# Grity Yogurt



## unregistered65598 (Oct 4, 2010)

Hi everyone, it's been a long time since I have posted here. Life has a way of getting busy. I made yogurt yesterday and it turned out grity. I poured 2 quarts into a pot, heated it to 180 then let it cool to 120. I took some of the milk and mixed it with 4 tbls of yogurt. I then mixed that in with the rest of the milk. I had a crock pot fill with water at 120, I poured the milk mixture into quart jars and capped them, then I put them in the crock. I kept the temp at 120 for about four hours and the yogurt was already set. I strained the whey and what I got was grity yogurt! Anyone know why that may be? Thanks.


----------



## wanda1950 (Jan 18, 2009)

Merks said:


> Hi everyone, it's been a long time since I have posted here. Life has a way of getting busy. I made yogurt yesterday and it turned out grity. I poured 2 quarts into a pot, heated it to 180 then let it cool to 120. I took some of the milk and mixed it with 4 tbls of yogurt. I then mixed that in with the rest of the milk. I had a crock pot fill with water at 120, I poured the milk mixture into quart jars and capped them, then I put them in the crock. I kept the temp at 120 for about four hours and the yogurt was already set. I strained the whey and what I got was grity yogurt! Anyone know why that may be? Thanks.

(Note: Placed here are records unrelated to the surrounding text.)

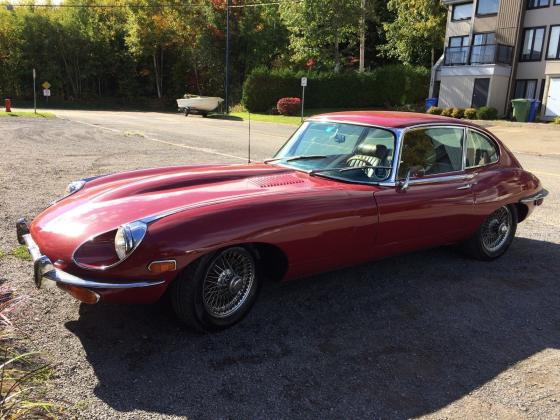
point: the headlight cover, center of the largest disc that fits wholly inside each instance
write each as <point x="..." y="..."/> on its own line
<point x="128" y="237"/>
<point x="75" y="186"/>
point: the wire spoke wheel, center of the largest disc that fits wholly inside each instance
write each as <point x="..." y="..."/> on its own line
<point x="228" y="282"/>
<point x="496" y="229"/>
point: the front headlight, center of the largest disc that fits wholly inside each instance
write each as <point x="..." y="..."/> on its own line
<point x="75" y="186"/>
<point x="128" y="237"/>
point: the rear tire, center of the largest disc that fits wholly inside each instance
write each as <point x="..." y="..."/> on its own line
<point x="494" y="236"/>
<point x="217" y="291"/>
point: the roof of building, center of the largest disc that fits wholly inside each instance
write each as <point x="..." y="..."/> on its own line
<point x="389" y="119"/>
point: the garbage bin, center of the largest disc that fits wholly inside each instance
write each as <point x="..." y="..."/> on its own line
<point x="533" y="110"/>
<point x="430" y="102"/>
<point x="521" y="109"/>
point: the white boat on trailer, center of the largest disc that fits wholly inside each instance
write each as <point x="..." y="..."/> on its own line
<point x="195" y="104"/>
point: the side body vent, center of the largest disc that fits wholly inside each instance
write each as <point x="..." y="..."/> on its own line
<point x="276" y="180"/>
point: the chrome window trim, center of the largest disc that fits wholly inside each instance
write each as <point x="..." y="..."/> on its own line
<point x="395" y="131"/>
<point x="427" y="126"/>
<point x="492" y="141"/>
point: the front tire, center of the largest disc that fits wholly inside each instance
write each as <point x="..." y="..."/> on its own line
<point x="494" y="236"/>
<point x="218" y="291"/>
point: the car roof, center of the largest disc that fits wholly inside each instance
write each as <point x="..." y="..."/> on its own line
<point x="389" y="119"/>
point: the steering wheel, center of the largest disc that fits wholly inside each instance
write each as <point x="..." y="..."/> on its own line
<point x="358" y="159"/>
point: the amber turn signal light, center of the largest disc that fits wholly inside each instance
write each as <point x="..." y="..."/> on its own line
<point x="162" y="266"/>
<point x="83" y="295"/>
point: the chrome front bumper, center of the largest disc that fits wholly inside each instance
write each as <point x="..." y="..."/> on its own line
<point x="46" y="274"/>
<point x="535" y="197"/>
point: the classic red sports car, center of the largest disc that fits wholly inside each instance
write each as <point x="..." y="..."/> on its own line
<point x="345" y="188"/>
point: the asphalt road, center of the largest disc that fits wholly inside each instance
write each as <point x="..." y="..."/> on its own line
<point x="429" y="334"/>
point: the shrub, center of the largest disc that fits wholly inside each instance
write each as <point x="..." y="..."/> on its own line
<point x="470" y="113"/>
<point x="487" y="113"/>
<point x="289" y="106"/>
<point x="458" y="113"/>
<point x="434" y="110"/>
<point x="383" y="86"/>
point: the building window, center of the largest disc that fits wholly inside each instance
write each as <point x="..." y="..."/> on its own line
<point x="459" y="41"/>
<point x="525" y="88"/>
<point x="533" y="39"/>
<point x="537" y="4"/>
<point x="484" y="48"/>
<point x="541" y="91"/>
<point x="461" y="11"/>
<point x="487" y="7"/>
<point x="553" y="52"/>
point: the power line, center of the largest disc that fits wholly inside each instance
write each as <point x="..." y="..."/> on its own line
<point x="145" y="6"/>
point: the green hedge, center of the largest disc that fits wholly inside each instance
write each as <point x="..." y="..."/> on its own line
<point x="384" y="86"/>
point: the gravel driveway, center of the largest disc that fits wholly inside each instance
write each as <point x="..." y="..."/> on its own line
<point x="427" y="334"/>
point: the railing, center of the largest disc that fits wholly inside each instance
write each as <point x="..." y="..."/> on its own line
<point x="479" y="54"/>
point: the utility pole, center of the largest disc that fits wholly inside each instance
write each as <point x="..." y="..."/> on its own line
<point x="34" y="91"/>
<point x="228" y="5"/>
<point x="362" y="36"/>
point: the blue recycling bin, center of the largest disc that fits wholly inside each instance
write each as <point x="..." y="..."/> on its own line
<point x="533" y="110"/>
<point x="430" y="102"/>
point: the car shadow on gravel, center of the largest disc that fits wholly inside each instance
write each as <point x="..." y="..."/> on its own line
<point x="396" y="338"/>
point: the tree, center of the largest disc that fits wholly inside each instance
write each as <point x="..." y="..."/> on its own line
<point x="318" y="29"/>
<point x="416" y="31"/>
<point x="150" y="31"/>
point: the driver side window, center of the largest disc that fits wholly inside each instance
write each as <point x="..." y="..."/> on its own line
<point x="431" y="151"/>
<point x="480" y="150"/>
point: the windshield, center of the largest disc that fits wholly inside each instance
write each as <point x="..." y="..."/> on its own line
<point x="344" y="151"/>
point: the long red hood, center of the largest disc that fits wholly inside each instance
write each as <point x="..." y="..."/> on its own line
<point x="109" y="201"/>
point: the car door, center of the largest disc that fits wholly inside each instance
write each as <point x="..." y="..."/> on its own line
<point x="435" y="205"/>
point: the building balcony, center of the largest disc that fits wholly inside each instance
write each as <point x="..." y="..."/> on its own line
<point x="479" y="54"/>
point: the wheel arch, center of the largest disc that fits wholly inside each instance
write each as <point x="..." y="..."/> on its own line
<point x="522" y="211"/>
<point x="271" y="259"/>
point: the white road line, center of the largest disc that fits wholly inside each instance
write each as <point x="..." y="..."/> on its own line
<point x="184" y="146"/>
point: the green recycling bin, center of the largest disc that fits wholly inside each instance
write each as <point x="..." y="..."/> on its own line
<point x="521" y="108"/>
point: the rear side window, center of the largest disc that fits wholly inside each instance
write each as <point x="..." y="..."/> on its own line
<point x="431" y="151"/>
<point x="480" y="150"/>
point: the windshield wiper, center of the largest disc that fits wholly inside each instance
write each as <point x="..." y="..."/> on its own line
<point x="347" y="168"/>
<point x="294" y="158"/>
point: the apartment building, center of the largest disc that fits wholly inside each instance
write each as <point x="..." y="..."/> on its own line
<point x="498" y="50"/>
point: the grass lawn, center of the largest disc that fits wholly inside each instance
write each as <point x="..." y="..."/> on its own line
<point x="28" y="114"/>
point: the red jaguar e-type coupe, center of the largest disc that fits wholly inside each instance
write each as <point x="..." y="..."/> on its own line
<point x="346" y="188"/>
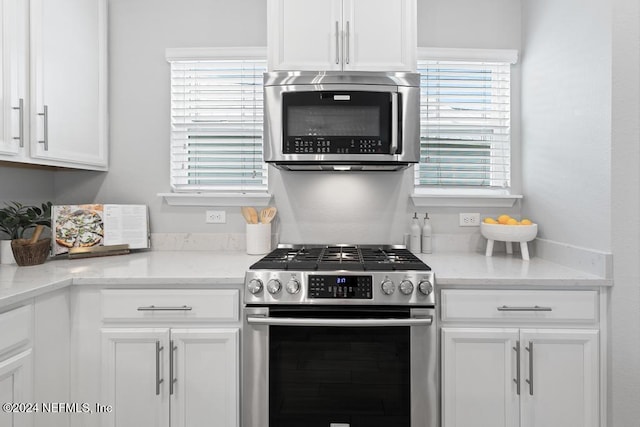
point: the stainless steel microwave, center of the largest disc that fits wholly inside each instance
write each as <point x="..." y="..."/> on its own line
<point x="341" y="121"/>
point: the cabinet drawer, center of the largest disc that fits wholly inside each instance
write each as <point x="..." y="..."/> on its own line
<point x="15" y="329"/>
<point x="515" y="305"/>
<point x="218" y="305"/>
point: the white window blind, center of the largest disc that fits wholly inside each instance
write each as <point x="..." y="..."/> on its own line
<point x="216" y="125"/>
<point x="465" y="125"/>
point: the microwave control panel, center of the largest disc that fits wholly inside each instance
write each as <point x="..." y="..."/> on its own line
<point x="336" y="145"/>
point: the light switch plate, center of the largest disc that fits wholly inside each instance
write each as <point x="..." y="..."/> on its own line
<point x="216" y="217"/>
<point x="469" y="220"/>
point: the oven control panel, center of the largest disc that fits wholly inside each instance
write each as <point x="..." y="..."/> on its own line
<point x="411" y="288"/>
<point x="340" y="286"/>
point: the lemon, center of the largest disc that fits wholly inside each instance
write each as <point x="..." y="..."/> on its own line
<point x="503" y="219"/>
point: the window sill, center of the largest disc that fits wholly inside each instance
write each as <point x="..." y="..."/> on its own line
<point x="461" y="198"/>
<point x="216" y="199"/>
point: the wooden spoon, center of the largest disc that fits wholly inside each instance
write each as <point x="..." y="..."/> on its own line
<point x="253" y="213"/>
<point x="246" y="214"/>
<point x="267" y="214"/>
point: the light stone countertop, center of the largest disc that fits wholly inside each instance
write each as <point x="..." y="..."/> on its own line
<point x="203" y="268"/>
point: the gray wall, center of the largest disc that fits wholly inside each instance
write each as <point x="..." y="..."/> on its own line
<point x="313" y="207"/>
<point x="566" y="120"/>
<point x="625" y="207"/>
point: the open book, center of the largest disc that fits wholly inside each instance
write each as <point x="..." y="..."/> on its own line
<point x="94" y="225"/>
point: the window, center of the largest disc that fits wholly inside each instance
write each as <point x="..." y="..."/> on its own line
<point x="216" y="120"/>
<point x="465" y="139"/>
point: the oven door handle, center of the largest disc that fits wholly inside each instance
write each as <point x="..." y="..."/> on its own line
<point x="289" y="321"/>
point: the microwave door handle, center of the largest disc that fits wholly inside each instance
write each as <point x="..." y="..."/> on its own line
<point x="394" y="123"/>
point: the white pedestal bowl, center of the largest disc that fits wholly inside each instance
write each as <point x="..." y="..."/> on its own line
<point x="508" y="234"/>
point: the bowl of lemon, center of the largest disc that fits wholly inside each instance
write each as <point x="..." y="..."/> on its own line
<point x="508" y="230"/>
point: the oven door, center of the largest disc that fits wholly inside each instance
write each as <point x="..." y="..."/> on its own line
<point x="339" y="367"/>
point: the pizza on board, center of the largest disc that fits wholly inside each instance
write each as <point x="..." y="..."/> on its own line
<point x="79" y="228"/>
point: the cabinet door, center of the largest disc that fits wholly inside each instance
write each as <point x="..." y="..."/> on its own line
<point x="13" y="77"/>
<point x="380" y="35"/>
<point x="51" y="365"/>
<point x="305" y="35"/>
<point x="15" y="386"/>
<point x="134" y="379"/>
<point x="205" y="376"/>
<point x="479" y="367"/>
<point x="562" y="378"/>
<point x="68" y="92"/>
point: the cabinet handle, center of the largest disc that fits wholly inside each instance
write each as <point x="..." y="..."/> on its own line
<point x="534" y="308"/>
<point x="154" y="308"/>
<point x="394" y="127"/>
<point x="347" y="44"/>
<point x="517" y="378"/>
<point x="45" y="115"/>
<point x="337" y="42"/>
<point x="159" y="380"/>
<point x="20" y="109"/>
<point x="530" y="380"/>
<point x="172" y="380"/>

I don't have the answer but would like to know--I quit making yogurt because I kept getting that gritty stuff. Set well & tasted find, just the texture was a problem


----------



## unregistered65598 (Oct 4, 2010)

It's good to know I am not alone in this, maybe thats just the way homemade is.


----------



## Raeven (Oct 11, 2011)

No, you can make yogurt at home that is creamy, thick and delicious! But homemade yogurt can become gritty for a variety of reasons, most of them having to do with temperature control:

1 - If the incubation temperature is too hot, the yogurt will be gritty. 120F is too hot. Try to keep the incubation temperature to between 100-110F.

2 - If you preheat your milk, make sure the temperature does not exceed 180F and never let the milk boil. Stir it often.

3 - Some people add powdered milk to their yogurt mixture. If you do this, make sure to blend it in really, really well, else (guess what?) your yogurt can become gritty.

Homemade yogurt will never have the texture of commercial brands, because of all the weird additives in the commercial brands. But if you strain the whey off your yogurt after incubation and give it a good whisk before refrigerating, I think you'll be pretty happy with what you make.


----------



## unregistered65598 (Oct 4, 2010)

Guess I will have to try again. The taste was good, but I don't like the grit. Thanks for the advice on temps.


----------